Monday, January 16, 2017

The First Filibusters

The filibuster, or private freelance soldier invading a foreign land (and, by extension, a group of such adventurers carrying out such an operation), is a characteristically American creation. He is the export version of the Minuteman, a militia soldier of sometimes inconsistent commitment, but capable of dramatic and assertive action in times of revolutionary enthusiasm. To an American frontiersman of the early nineteenth century, raised in a tradition of volunteer militias and decentralized power, the idea of invading a foreign country was hardly treasonous. After all, he could point to incursions into New France before the French and Indian War that helped win the province for England.[1] Furthermore, the frontiersman who faced hostile Indian attack and routinely launched swift reprisal raids without waiting for authorization by distant authority was conditioned to asserting himself first and seeking sanction after the fact, if he bothered about sanction at all. Such men were often encouraged by leaders who, before the advent of national political parties, sought political power through recruitment of followers.  And the potential prizes were personal as much as national. As Laurie Winn Carlson writes, “Filibusters, offered what everyone on the crowded frontier wanted: free land.”[2]  Indeed, when Gutiérrez made his appeal to American volunteers, he put land at the center of his inducements, alongside more lofty goals such as the “discomfiture of tyrants” and the “emancipation of the Mexicans.”[3]
Aaron Burr, who schemed in 1804 to create a Western Republic
The collapse of the Burr filibuster, ostensibly aimed at Spanish territory, was a result of Jefferson taking swift action to enforce the Neutrality Act. But Burrism endured, and with the collapse of Spain that began in 1808, most American frontiersmen viewed their neighbor in a way similar to what a modern American would describe with the term “failed state,” and here perhaps was an opening that allowed them to split legal hairs. In 1810, a judge in Mississippi wrote to President James Madison of an encounter with a man involved in a secretive organization called the “Mobile Society,” which was planning to attack Spanish West Florida. The Judge, Harry Toulmin, informed the man that the attack would be in violation of U.S. law. As Toulmin reported to Madison,
Upon this he observed, that there was no law of the United States which prohibited such an expedition: that the act of congress related merely to fitting out military expeditions against the dominions of any foreign prince or state, & that inasmuch as the president had rejected the ambassador of the Spanish Junta, and had declared that he would not receive an ambassador from King Joseph; the province of Florida could not be considered as belonging to any foreign prince or state, and consequently an expedition against that province, would not come within the provisions of the act of congress.[4]
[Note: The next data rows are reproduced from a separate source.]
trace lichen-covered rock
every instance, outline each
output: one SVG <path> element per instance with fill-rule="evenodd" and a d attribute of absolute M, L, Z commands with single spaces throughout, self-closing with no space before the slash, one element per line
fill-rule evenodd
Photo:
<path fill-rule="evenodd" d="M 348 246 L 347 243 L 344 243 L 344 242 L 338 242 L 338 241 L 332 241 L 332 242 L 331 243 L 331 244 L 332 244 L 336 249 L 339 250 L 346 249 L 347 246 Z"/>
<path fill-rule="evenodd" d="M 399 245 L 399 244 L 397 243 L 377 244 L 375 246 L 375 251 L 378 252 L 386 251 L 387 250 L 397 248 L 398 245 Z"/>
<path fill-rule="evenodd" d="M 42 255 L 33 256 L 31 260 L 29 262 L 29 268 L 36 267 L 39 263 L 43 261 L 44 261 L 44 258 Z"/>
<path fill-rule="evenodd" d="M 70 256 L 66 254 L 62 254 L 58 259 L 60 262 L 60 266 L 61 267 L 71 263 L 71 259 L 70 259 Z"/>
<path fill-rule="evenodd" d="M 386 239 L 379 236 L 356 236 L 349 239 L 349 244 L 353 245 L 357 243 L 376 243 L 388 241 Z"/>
It was a legalistic justification, perhaps, but one to which there would soon be added an additional argument. As war clouds loomed over the United States and Great Britain in the spring of 1812, it escaped no one’s attention that Spain was an ally of Great Britain. Americans from the President down expected that war with one would include war with the other as well, and made their schemes accordingly. The fact that war with Spain never ultimately occurred did not derail the incursion into Texas, as the Republican Army of the North moved in after the declaration of war against Great Britain without waiting for a similar declaration against Spain.
The filibuster mentioned in Toulmin’s letter to Madison was a young lawyer named Joseph Pulaski Kennedy. He indeed joined a private invasion of West Florida in 1810, which precipitated Madison’s assertion of American authority over the region, in effect, dragging the U.S. into an action that it may not have done on its own. He was, as we will see, one of the many men who later joined the Gutiérrez-Magee Expedition into Texas. His background provided one road to Texas. It was not typical, for while there were some themes that stand out, there was no such thing as a typical member of the expedition, and no such thing as a typical road.
Signature of Joseph Pulaski Kennedy, from an 1814 letter

[1] Frederick Merk, Manifest Destiny and Mission in American History (New York: Alfred A. Knopf, 1963),7.
[2] Carlson, 149.
[3] Bernardo Gutiérrez, “Proclamation of José Bernardo Gutiérrez De Lara,” The Herald of Alexandria, Louisiana, August 31, 1813. Microfilm: Beinecke Library, Yale University; Microfilm copy on file at the Alamo Library, San Antonio, Tx. (accessed March 31, 2016).
[4] Harry Toulmin to James Madison, 28 July 1810, Founders Online, National Archives, [Original source: J. C. A. Stagg, Jeanne Kerr Cross, and Susan Holbrook Perdue, ed. The Papers of James Madison, Presidential Series, vol. 2, 1 October 1809–2 November 1810 (Charlottesville: University Press of Virginia, 1992), pp. 447–453.] (accessed Sep. 10, 2016).